Perché non confermata la seconda multa di 5 milioni
Quanto alla seconda pratica, invece, per i giudici “la ricostruzione del modello di funzionamento del meccanismo di integrazione delle piattaforme riportata nel provvedimento sconta dei travisamenti in punto di fatto che inficiano la correttezza del percorso motivazionale seguito dall’Autorità”; e, alla fine, il provvedimento Antitrust “si palesa illegittimo in ragione di vizi di cattiva ricostruzione del funzionamento dell’integrazione delle piattaforme e dell’assenza di elementi sufficienti a dimostrare l’esistenza di una condotta idonea a condizionare le scelte del consumatore”.
La conclusione è che il provvedimento sanzionatorio è stato annullato limitatamente alla seconda pratica contestata, con la conferma per la prima pratica commerciale, e quindi con la sola sanzione di 5 milioni di euro.

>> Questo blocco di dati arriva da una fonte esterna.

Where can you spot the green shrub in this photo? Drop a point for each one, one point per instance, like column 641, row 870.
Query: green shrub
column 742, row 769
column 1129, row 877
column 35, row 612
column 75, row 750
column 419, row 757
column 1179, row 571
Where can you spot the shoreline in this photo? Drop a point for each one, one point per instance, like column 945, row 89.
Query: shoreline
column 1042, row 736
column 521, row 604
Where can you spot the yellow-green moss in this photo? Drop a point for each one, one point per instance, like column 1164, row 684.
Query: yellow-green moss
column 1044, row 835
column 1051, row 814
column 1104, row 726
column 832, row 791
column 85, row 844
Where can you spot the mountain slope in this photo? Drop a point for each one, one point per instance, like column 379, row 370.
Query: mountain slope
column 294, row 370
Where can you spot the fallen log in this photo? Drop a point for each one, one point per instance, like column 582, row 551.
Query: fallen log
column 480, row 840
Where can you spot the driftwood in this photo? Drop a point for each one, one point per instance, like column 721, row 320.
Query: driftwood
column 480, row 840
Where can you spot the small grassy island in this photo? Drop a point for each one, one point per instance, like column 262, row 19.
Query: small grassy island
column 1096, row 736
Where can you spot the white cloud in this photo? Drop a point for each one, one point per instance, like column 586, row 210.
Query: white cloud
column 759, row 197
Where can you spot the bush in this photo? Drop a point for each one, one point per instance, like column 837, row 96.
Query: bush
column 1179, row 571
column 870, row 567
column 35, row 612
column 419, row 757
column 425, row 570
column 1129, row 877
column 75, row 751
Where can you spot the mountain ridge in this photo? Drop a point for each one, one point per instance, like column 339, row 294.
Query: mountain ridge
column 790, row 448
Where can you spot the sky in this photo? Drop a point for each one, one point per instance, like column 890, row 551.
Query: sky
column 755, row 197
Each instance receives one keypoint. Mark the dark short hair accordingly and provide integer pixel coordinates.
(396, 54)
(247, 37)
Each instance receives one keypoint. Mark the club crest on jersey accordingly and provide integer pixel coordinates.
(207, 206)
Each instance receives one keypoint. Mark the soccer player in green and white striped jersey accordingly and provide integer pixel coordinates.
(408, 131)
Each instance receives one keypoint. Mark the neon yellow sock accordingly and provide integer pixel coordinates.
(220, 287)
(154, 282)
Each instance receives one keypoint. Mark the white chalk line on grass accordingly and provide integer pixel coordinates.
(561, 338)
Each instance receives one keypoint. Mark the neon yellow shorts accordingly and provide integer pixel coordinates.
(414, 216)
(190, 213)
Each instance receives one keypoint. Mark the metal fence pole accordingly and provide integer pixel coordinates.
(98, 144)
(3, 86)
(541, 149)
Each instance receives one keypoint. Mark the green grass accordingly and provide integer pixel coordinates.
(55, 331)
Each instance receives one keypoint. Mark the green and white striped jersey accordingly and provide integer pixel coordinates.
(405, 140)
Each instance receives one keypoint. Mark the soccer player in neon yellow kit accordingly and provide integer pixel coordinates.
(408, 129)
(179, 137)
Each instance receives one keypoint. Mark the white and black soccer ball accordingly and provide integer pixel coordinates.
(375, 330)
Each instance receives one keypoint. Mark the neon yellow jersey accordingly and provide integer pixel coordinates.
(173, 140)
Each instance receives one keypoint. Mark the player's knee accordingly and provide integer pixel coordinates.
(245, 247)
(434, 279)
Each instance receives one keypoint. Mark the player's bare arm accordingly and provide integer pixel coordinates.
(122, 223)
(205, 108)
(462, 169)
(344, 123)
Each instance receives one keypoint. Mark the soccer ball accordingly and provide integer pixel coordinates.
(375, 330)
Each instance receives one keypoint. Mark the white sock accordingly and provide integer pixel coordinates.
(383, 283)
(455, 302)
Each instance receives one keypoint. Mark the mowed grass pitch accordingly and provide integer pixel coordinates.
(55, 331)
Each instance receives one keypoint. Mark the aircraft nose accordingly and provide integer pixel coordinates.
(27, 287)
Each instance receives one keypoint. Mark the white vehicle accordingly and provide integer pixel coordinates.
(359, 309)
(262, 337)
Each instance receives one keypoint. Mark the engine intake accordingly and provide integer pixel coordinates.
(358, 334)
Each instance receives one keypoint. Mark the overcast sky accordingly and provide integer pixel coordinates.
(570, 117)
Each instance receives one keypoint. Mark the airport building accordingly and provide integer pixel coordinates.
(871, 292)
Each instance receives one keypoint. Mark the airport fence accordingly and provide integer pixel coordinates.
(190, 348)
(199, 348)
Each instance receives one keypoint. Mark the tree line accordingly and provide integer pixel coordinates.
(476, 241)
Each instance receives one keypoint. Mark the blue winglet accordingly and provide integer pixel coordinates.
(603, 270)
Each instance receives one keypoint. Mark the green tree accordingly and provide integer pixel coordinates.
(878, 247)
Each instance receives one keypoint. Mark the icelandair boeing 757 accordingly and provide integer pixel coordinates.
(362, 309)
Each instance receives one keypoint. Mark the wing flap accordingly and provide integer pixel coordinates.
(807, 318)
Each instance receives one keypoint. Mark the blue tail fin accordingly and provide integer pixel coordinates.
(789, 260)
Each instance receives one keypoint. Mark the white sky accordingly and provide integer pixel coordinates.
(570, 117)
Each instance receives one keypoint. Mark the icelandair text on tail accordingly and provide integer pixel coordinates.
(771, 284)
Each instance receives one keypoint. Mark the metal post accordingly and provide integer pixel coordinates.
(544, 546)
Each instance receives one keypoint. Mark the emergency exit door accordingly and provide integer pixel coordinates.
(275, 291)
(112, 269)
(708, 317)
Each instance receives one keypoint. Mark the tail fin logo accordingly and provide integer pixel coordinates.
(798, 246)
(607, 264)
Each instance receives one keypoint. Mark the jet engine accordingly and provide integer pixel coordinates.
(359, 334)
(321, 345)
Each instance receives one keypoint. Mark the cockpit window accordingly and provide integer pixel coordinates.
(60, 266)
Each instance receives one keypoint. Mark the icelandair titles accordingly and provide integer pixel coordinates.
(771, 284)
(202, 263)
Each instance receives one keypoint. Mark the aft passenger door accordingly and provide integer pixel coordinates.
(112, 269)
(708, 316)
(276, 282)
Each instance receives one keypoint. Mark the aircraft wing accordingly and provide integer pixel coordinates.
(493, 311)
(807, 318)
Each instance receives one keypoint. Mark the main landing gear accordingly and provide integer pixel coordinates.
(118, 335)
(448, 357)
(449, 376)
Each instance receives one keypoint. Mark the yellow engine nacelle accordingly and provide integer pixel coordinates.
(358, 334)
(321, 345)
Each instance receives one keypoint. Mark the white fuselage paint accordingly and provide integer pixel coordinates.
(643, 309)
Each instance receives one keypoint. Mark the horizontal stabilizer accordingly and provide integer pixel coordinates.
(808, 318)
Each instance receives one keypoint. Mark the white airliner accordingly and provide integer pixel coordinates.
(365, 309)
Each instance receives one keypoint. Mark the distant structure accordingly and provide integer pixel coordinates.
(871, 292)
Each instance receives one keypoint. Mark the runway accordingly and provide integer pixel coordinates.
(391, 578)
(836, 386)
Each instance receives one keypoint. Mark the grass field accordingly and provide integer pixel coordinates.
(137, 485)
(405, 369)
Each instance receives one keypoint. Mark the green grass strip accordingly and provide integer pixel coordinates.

“Quella del Tar è una pronuncia di assoluto rilievo perché afferma in modo esplicito il valore economico del dato personale ed il fatto che esso possa rappresentare la controprestazione di un contratto. La sentenza riconosce che i servizi ‘gratuiti’ della società dell’informazione sono in realtà pagati con i nostri dati, con tutto ciò che ne consegue sotto il profilo della tutela del consumatore. Si tratta di un provvedimento che riconosce, sia pure parzialmente, che l’intuizione, apparsa a molti ardita, che ebbe la nostra autorità Antitrust era giusta: una pratica commerciale scorretta può avere ad oggetto la raccolta di dati personali. Il Tar non ha riconosciuto invece sussistente l’aggressività della pratica rispetto alle modalità con cui Facebook preautorizzava il trasferimento dei dati ad applicazioni terze sulla base del fatto che l’utente conservava comunque un controllo sufficientemente informato”, ha spiegato a Key4biz l’avv. Marco Scialdone, docente di diritto e mercati dei contenuti e servizi online presso l’Università Europea di Roma.